The implications of ESL for dolphins takes a back-seat for conspiracy and makes one wonder why one would waste such a top-heavy cast of George C. Scott, Trish VanDevere, Paul Sorvino, Edward Herrmann, and Fritz Weaver and talking dolphins on just another spy movie. But waste it, they do.*
Despite Scott's presence (and he's operating on relatively low gear here), the stars are the dolphins, named "Alpha" and "Beta" (or, as they squeak, "Fa" and Bee") In fact, every audience I saw this film with cooed audibly when the first dolphin popped out of the water and breathed "Pah!" in a baby voice at Scott. Like the rudimentary language signed by chimps, the dolphins' grasp of concepts is basic--they know "love," "Ma," "Pa," "Ball," and "Not"--that last one covering a lot of ground from negativity to death.
It all feels a bit gooey and icky, and when Nichols and Henry crank up the melodrama in the final act, one has a tough time taking it with any of the gravity of, say, a "Lassie" movie, probably not what the director intended, making it all for "not."
I do remember one interesting story from the time of the film, from an interview with Nichols at the time the film was made. It has nothing to do with the movie, but is more of a backstage story about the making of it. Nichols found that no matter how ell-trained the dolphins were, they were not the most disciplined of performers. Oh, they understood what they had to do, they just didn't really feel like doing it. They were constantly blowing takes, goofing around, playing--probably stealing donuts from the craft-services table--until tempers got short, and then, they'd do everything on cue--not unlike Peter Bogdanovich's story about directing Tatum O'Neal.
Anyway, on the last day of filming, on the last take the plan was to release the dolphins back into the wild. The crew gets ready. The dolphins swim out and perform their bit perfectly--it's a "Take." Then, as if knowing they weren't needed anymore, they simply left and swam out to sea. "We're outta here." They just swam away. It left Nichols wondering at the creatures he'd been working with, and wondering if he'd done right by them.**
Maybe they decided to quit "The Biz" before the movie was released.
There's a lot of talent behind it, though--production design by Richard Sylbert, cinematography from William A. Fraker and a too-good score by Georges Delerue.
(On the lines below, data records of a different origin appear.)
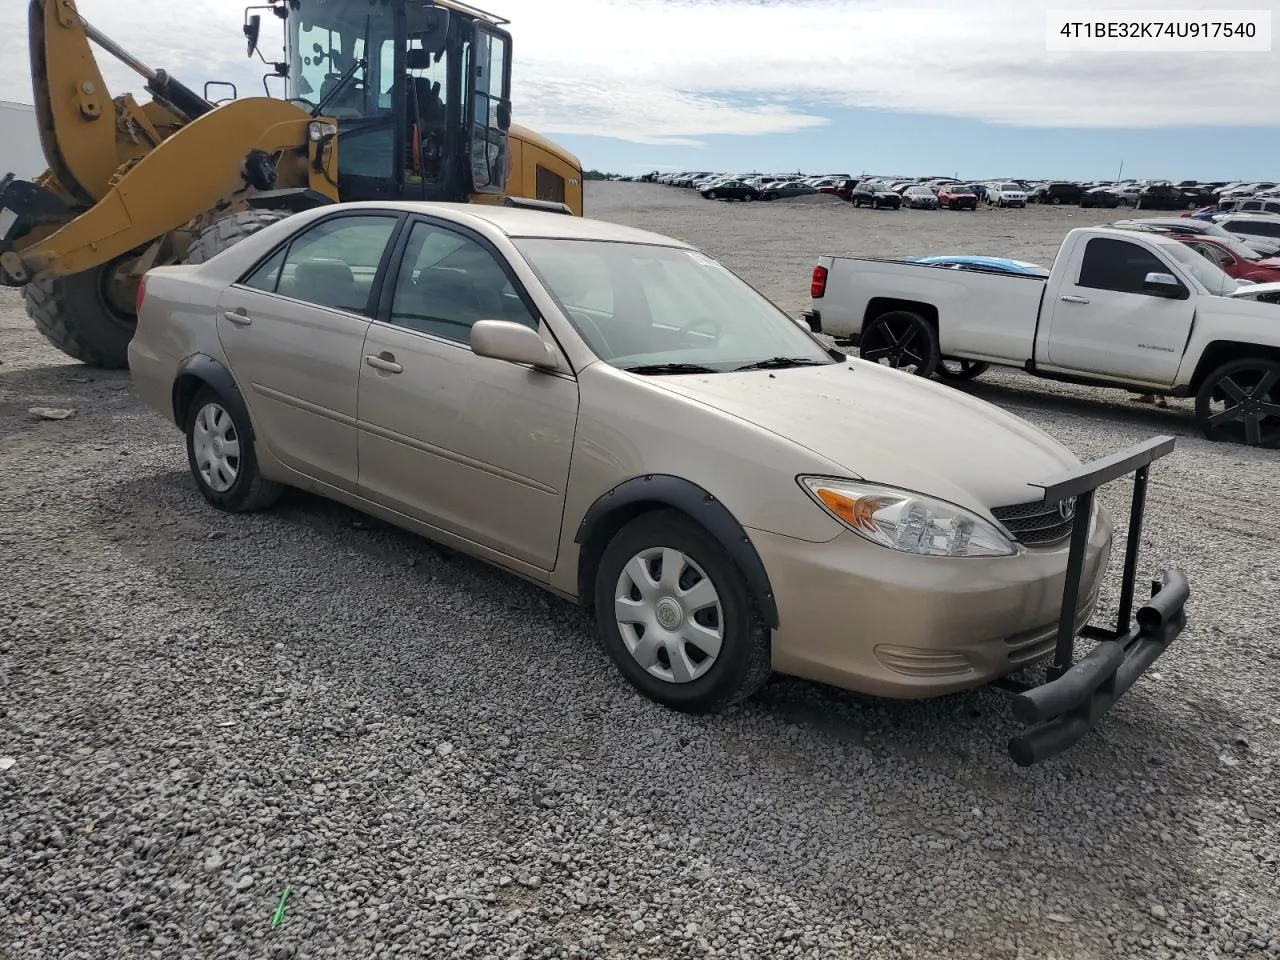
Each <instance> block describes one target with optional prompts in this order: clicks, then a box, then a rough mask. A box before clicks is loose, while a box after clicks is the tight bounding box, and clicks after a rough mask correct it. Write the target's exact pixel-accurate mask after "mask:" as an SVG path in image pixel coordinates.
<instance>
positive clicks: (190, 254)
mask: <svg viewBox="0 0 1280 960" xmlns="http://www.w3.org/2000/svg"><path fill="white" fill-rule="evenodd" d="M288 215H289V214H288V211H285V210H241V211H239V212H238V214H232V215H230V216H224V218H223V219H221V220H218V221H215V223H212V224H210V225H209V227H206V228H205V229H204V230H201V233H200V236H198V237H196V239H195V241H193V242H192V244H191V246H189V247H187V256H186V257H184V259H183V262H184V264H204V262H205V261H206V260H210V259H212V257H215V256H218V255H219V253H221V252H223V251H224V250H228V248H229V247H234V246H236V244H237V243H239V242H241V241H242V239H244V238H246V237H252V236H253V234H255V233H257V232H259V230H261V229H262V228H264V227H270V225H271V224H274V223H279V221H280V220H283V219H284V218H285V216H288Z"/></svg>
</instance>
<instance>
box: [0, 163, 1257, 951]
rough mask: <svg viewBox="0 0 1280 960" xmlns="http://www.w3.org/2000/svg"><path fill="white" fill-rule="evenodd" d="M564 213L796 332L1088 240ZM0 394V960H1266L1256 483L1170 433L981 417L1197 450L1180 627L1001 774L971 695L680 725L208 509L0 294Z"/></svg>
mask: <svg viewBox="0 0 1280 960" xmlns="http://www.w3.org/2000/svg"><path fill="white" fill-rule="evenodd" d="M588 204H589V212H591V214H593V215H596V216H603V218H607V219H613V220H620V221H626V223H631V224H635V225H640V227H646V228H650V229H658V230H664V232H667V233H672V234H675V236H680V237H685V238H686V239H689V241H691V242H694V243H698V244H701V246H704V248H705V250H707V251H709V252H712V253H714V255H718V256H722V257H724V259H726V260H727V261H728V262H730V264H731V265H732V266H733V268H736V269H740V270H741V271H742V273H744V275H746V276H748V278H749V279H750V280H753V282H754V283H756V284H758V285H760V287H762V288H763V289H764V291H765V292H767V293H769V294H771V296H774V297H776V298H777V300H778V301H780V302H782V303H783V305H786V306H787V307H788V308H792V310H797V308H800V307H801V306H804V303H805V300H804V293H805V291H806V287H808V271H809V266H810V264H812V261H813V257H814V256H815V255H817V253H819V252H828V251H837V252H851V253H864V255H876V253H891V255H897V253H929V252H947V251H973V252H988V253H1011V255H1015V256H1020V257H1024V259H1029V260H1038V261H1042V262H1047V261H1048V259H1050V257H1051V256H1052V251H1053V247H1055V244H1056V242H1057V241H1059V239H1060V237H1061V234H1062V230H1064V228H1066V227H1070V225H1075V224H1083V223H1091V221H1097V220H1101V219H1106V216H1105V215H1098V216H1089V215H1088V214H1089V212H1092V211H1084V212H1082V211H1079V210H1075V211H1074V212H1073V211H1069V210H1062V209H1050V210H1043V211H1042V210H1034V209H1033V210H1027V211H998V212H997V211H980V212H977V214H950V212H945V211H943V212H901V214H893V212H872V211H865V210H859V211H854V210H851V209H850V207H849V206H846V205H828V204H820V202H805V201H781V202H777V204H769V205H765V204H753V205H745V204H736V205H728V204H710V202H705V201H700V200H699V198H696V197H691V196H690V195H689V192H686V191H677V189H672V188H664V187H655V186H646V184H590V189H589V193H588ZM0 361H3V365H0V463H3V470H0V579H3V582H4V584H5V589H4V590H3V591H0V758H6V759H3V760H0V768H3V772H0V957H4V960H46V959H47V960H52V959H55V957H56V959H58V960H108V959H110V957H131V960H132V959H134V957H268V959H271V960H275V959H278V957H280V959H283V957H381V956H406V957H433V959H434V957H454V956H457V957H477V959H479V957H502V959H503V960H507V959H508V957H509V959H515V957H582V959H584V960H585V959H586V957H641V956H648V957H703V956H733V957H739V956H740V957H801V956H804V957H846V956H847V957H867V959H869V960H877V959H879V957H929V959H931V960H932V959H933V957H940V956H945V957H955V959H969V957H973V959H974V960H977V959H979V957H980V959H982V960H1005V959H1006V957H1007V959H1009V960H1014V959H1015V957H1016V959H1025V957H1046V959H1047V957H1064V959H1066V957H1070V959H1071V960H1076V959H1092V957H1125V959H1129V957H1197V959H1199V957H1206V959H1212V957H1226V956H1230V957H1276V956H1280V876H1277V873H1280V868H1277V840H1280V786H1277V781H1276V773H1277V760H1276V758H1277V753H1280V749H1277V748H1280V678H1277V677H1280V644H1277V640H1280V616H1277V612H1276V604H1275V596H1276V591H1277V586H1276V585H1277V582H1280V538H1277V536H1276V534H1275V531H1276V529H1277V526H1280V506H1277V500H1276V498H1275V488H1274V480H1275V476H1276V462H1277V461H1276V454H1275V453H1263V452H1253V451H1247V449H1242V448H1222V447H1217V445H1211V444H1207V443H1203V442H1202V440H1199V439H1198V438H1197V436H1196V434H1194V430H1193V424H1192V422H1190V417H1189V411H1188V410H1187V408H1185V404H1181V403H1175V406H1174V407H1172V408H1170V410H1151V408H1143V407H1134V404H1132V403H1128V402H1125V399H1124V394H1115V393H1105V392H1098V390H1089V389H1080V388H1070V387H1057V385H1044V384H1042V383H1038V381H1030V380H1028V379H1027V378H1021V376H1019V375H1016V374H991V375H989V376H987V378H983V380H982V381H979V383H977V384H973V385H972V387H969V388H968V389H972V390H973V392H974V393H977V394H979V396H983V397H986V398H988V399H992V401H995V402H996V403H1000V404H1001V406H1005V407H1009V408H1011V410H1014V411H1016V412H1018V413H1020V415H1023V416H1025V417H1028V419H1029V420H1032V421H1033V422H1036V424H1038V425H1041V426H1043V428H1046V429H1047V430H1048V431H1051V433H1052V434H1053V435H1056V436H1059V438H1060V439H1062V440H1064V442H1066V443H1068V444H1070V445H1071V447H1073V448H1074V449H1075V451H1076V452H1078V453H1079V454H1082V456H1084V457H1092V456H1098V454H1102V453H1105V452H1107V451H1111V449H1115V448H1117V447H1121V445H1124V444H1128V443H1132V442H1137V440H1140V439H1143V438H1146V436H1148V435H1151V434H1155V433H1171V434H1176V435H1180V436H1183V438H1184V439H1181V440H1180V443H1179V448H1178V451H1176V452H1175V454H1172V456H1171V457H1170V458H1169V460H1166V461H1162V462H1161V463H1160V465H1158V466H1157V468H1156V471H1155V474H1153V479H1152V498H1151V509H1149V516H1148V525H1147V530H1146V535H1144V543H1146V554H1144V562H1143V567H1144V576H1146V575H1147V573H1148V572H1149V571H1151V570H1153V568H1155V566H1156V564H1164V563H1169V562H1176V563H1179V564H1180V566H1181V567H1183V568H1184V570H1185V571H1187V573H1188V576H1189V577H1190V580H1192V585H1193V599H1192V603H1190V607H1189V614H1190V626H1189V628H1188V630H1187V632H1185V634H1184V639H1183V640H1181V641H1180V643H1179V646H1178V649H1175V650H1174V652H1171V653H1170V654H1169V655H1167V657H1166V658H1165V659H1162V660H1161V662H1160V663H1158V664H1157V667H1156V669H1155V672H1153V673H1148V676H1147V677H1146V678H1144V680H1143V681H1140V682H1139V685H1138V686H1137V687H1134V690H1133V691H1130V694H1129V695H1128V696H1126V698H1125V699H1124V700H1123V701H1121V703H1120V704H1119V705H1117V707H1116V708H1115V710H1114V712H1112V714H1111V716H1110V717H1108V718H1107V721H1106V722H1105V723H1103V724H1102V727H1101V728H1100V730H1097V731H1096V732H1094V733H1093V735H1091V736H1089V737H1088V739H1087V740H1085V741H1084V742H1082V744H1080V745H1079V746H1078V748H1075V749H1074V750H1073V751H1071V753H1070V754H1068V755H1065V756H1062V758H1059V759H1057V760H1053V762H1050V763H1047V764H1044V765H1042V767H1037V768H1034V769H1030V771H1024V769H1019V768H1016V767H1014V765H1012V764H1011V763H1010V762H1009V759H1007V758H1006V755H1005V753H1004V750H1005V740H1006V739H1007V736H1009V735H1010V733H1012V732H1014V731H1015V723H1014V721H1012V718H1011V716H1010V714H1009V712H1007V707H1006V705H1005V703H1004V701H1002V699H1001V698H1000V696H998V695H996V694H992V692H987V691H980V692H973V694H968V695H960V696H954V698H947V699H945V700H941V701H932V703H890V701H878V700H870V699H864V698H858V696H852V695H847V694H844V692H841V691H836V690H831V689H827V687H820V686H818V685H813V684H806V682H799V681H791V680H783V678H778V680H774V681H773V682H772V684H771V685H769V686H768V687H765V690H764V691H762V694H760V695H758V696H756V698H755V699H754V700H753V701H751V703H749V704H746V705H744V707H742V708H739V709H736V710H733V712H731V713H728V714H726V716H722V717H718V718H713V719H704V718H690V717H684V716H678V714H675V713H669V712H666V710H663V709H660V708H658V707H655V705H653V704H650V703H648V701H646V700H644V699H641V698H640V696H637V695H636V694H632V692H631V691H630V689H628V687H627V686H625V684H623V682H622V681H621V680H620V677H618V676H617V675H616V672H614V669H613V668H612V666H611V664H609V663H608V662H607V659H605V657H604V654H603V653H602V652H600V650H599V649H598V646H596V644H595V643H594V640H593V637H591V635H590V631H589V626H588V622H586V620H585V618H584V616H582V614H581V613H580V612H577V611H576V609H575V608H571V607H570V605H567V604H563V603H561V602H558V600H553V599H552V600H549V599H547V598H545V596H544V595H541V594H540V593H539V591H538V590H536V589H534V588H531V586H527V585H525V584H522V582H520V581H516V580H513V579H511V577H507V576H504V575H502V573H498V572H494V571H492V570H489V568H486V567H483V566H480V564H479V563H475V562H471V561H468V559H465V558H461V557H457V556H449V554H445V553H442V552H439V550H436V549H435V548H434V547H431V545H430V544H429V543H426V541H424V540H421V539H417V538H413V536H410V535H407V534H402V532H398V531H396V530H393V529H389V527H385V526H383V525H380V524H378V522H374V521H370V520H365V518H361V517H360V516H358V515H356V513H353V512H351V511H347V509H344V508H340V507H335V506H332V504H326V503H324V502H320V500H317V499H314V498H310V497H303V495H296V497H293V498H292V499H289V500H288V502H285V503H284V504H283V506H280V507H279V508H278V509H275V511H271V512H269V513H265V515H257V516H247V517H228V516H224V515H220V513H218V512H215V511H212V509H211V508H209V507H206V506H205V504H204V502H202V500H201V499H200V497H198V494H197V493H196V490H195V486H193V484H192V481H191V480H189V479H188V476H187V472H186V462H184V456H183V449H182V443H180V436H179V434H178V433H177V431H175V430H174V429H172V428H170V426H168V425H166V424H165V422H164V421H163V420H161V419H160V417H157V416H155V415H152V413H151V412H148V411H146V410H143V408H142V407H141V406H140V404H138V403H137V401H136V399H134V397H133V393H132V390H131V388H129V383H128V376H127V374H114V372H110V374H104V372H102V371H96V370H90V369H86V367H83V366H81V365H78V364H74V362H70V361H68V360H67V358H65V357H63V356H61V355H60V353H58V352H55V351H54V349H51V348H50V347H49V346H47V344H45V343H44V340H41V338H40V337H38V335H37V334H36V333H35V332H33V329H32V326H31V324H29V323H28V321H27V319H26V317H24V315H23V312H22V307H20V301H19V300H18V298H17V297H15V296H13V292H8V291H0ZM35 406H47V407H74V408H76V410H77V412H76V415H74V416H72V417H70V419H67V420H61V421H40V420H36V419H33V417H31V416H29V415H28V412H27V411H28V408H29V407H35ZM1123 494H1124V490H1123V489H1117V490H1114V492H1111V494H1110V495H1108V502H1110V504H1111V506H1112V507H1120V506H1121V500H1123ZM10 760H12V763H10ZM287 888H288V890H289V891H292V893H291V896H289V899H288V901H287V909H285V914H284V920H283V923H280V924H279V925H278V927H273V925H271V915H273V911H274V910H275V908H276V904H278V901H279V899H280V895H282V892H283V891H284V890H287Z"/></svg>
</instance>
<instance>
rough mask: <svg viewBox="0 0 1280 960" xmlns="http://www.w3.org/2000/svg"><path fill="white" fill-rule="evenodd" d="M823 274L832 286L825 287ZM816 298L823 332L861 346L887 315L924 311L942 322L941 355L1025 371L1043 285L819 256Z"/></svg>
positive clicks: (1035, 323) (841, 257)
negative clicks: (962, 358)
mask: <svg viewBox="0 0 1280 960" xmlns="http://www.w3.org/2000/svg"><path fill="white" fill-rule="evenodd" d="M819 268H820V269H824V270H826V275H824V276H826V282H824V283H819V279H820V274H819ZM814 274H815V275H814V276H813V283H812V289H810V294H817V293H820V296H812V301H810V302H812V314H813V315H814V319H813V320H810V323H815V324H817V325H819V326H820V330H822V333H826V334H829V335H832V337H837V338H847V339H852V340H856V339H858V338H859V337H860V335H861V330H863V324H864V323H865V321H867V320H869V319H872V317H874V316H878V315H879V314H883V312H886V311H887V310H913V308H914V310H918V311H920V312H923V314H924V315H927V316H936V317H937V321H938V339H940V346H941V348H942V353H943V355H946V356H952V357H973V358H974V360H989V361H993V362H997V364H1015V365H1021V364H1024V362H1025V361H1028V360H1032V358H1033V357H1034V344H1036V324H1037V319H1038V317H1039V308H1041V301H1042V298H1043V294H1044V279H1042V278H1039V276H1021V275H1016V274H1000V273H984V271H975V270H954V269H950V268H943V266H929V265H927V264H911V262H904V261H895V260H870V259H861V257H838V256H820V257H818V260H817V264H815V269H814Z"/></svg>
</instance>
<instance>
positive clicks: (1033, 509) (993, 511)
mask: <svg viewBox="0 0 1280 960" xmlns="http://www.w3.org/2000/svg"><path fill="white" fill-rule="evenodd" d="M1064 507H1065V508H1066V509H1064ZM991 513H992V516H993V517H995V518H996V520H998V521H1000V522H1001V524H1004V525H1005V527H1006V529H1007V530H1009V532H1011V534H1012V535H1014V539H1015V540H1018V543H1021V544H1027V545H1028V547H1044V545H1047V544H1055V543H1059V541H1060V540H1065V539H1066V538H1068V536H1070V535H1071V524H1073V522H1074V520H1075V498H1074V497H1069V498H1068V499H1065V500H1056V502H1053V503H1044V502H1043V500H1039V502H1037V503H1015V504H1012V506H1010V507H995V508H993V509H992V511H991Z"/></svg>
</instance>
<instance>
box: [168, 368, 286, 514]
mask: <svg viewBox="0 0 1280 960" xmlns="http://www.w3.org/2000/svg"><path fill="white" fill-rule="evenodd" d="M234 411H236V404H233V403H228V402H227V399H225V398H224V397H223V396H221V394H219V393H218V392H216V390H214V389H212V388H211V387H202V388H201V389H200V390H197V392H196V396H195V397H193V398H192V401H191V406H188V407H187V420H186V422H184V424H183V431H184V433H186V435H187V466H188V467H191V475H192V477H195V480H196V486H197V488H200V493H201V495H202V497H204V498H205V499H206V500H209V503H211V504H212V506H214V507H216V508H218V509H220V511H225V512H227V513H248V512H251V511H257V509H265V508H268V507H270V506H271V504H273V503H275V502H276V500H278V499H280V494H283V493H284V486H283V485H282V484H278V483H275V481H274V480H268V479H266V477H265V476H262V474H261V471H260V470H259V468H257V457H256V456H255V454H253V443H252V442H251V440H248V439H247V438H248V435H250V425H248V424H247V422H243V417H242V416H239V415H237V413H236V412H234ZM204 438H210V439H209V443H206V442H205V440H204ZM229 443H234V444H236V453H234V454H232V453H229V452H228V451H227V445H228V444H229ZM210 454H211V456H210ZM228 480H230V483H227V481H228Z"/></svg>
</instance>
But it was all for "Not."
When one considers the possibilities, "The Day of the Dolphin" was a day wasted.
* The New Yorker's Pauline Kael suggested that if all Nichols and Henry could come up with for a movie was talking dolphins, they should probably retire from movies. Kael was on the right idea, but off the mark (as she could be)--if all Nichols and Henry could come up with for talking dolphins was a plot to blow up the President--even if it was Nixon--then they should have probably made another movie.
**I will always remember a PBS special on dolphins, hosted by Robin Williams. His first encounter with dolphins in open water, he was enthusiastic to bond, and reached out to one of them, only to get thumped by the other, protective dolphin. He went to a research institute where dolphin behavior was studied, and as he was walking around the tank with a rep, a dolphin poked his head out of the water and watched Williams, who went into "perform" mode and became quite manic, which delighted the dolphin. The scene went on for some time, with Williams and the dolphin playing at each other on a basic level, Williams running from one part of the tank to the other, the dolphin following--the two spinning in place, both fascinated with their play-mate. Finally, Williams was told "we're going to another location," and regretfully left, leaving the dolphin leaning its head out of the tank watching him leave, practically love-sick at his new "friend."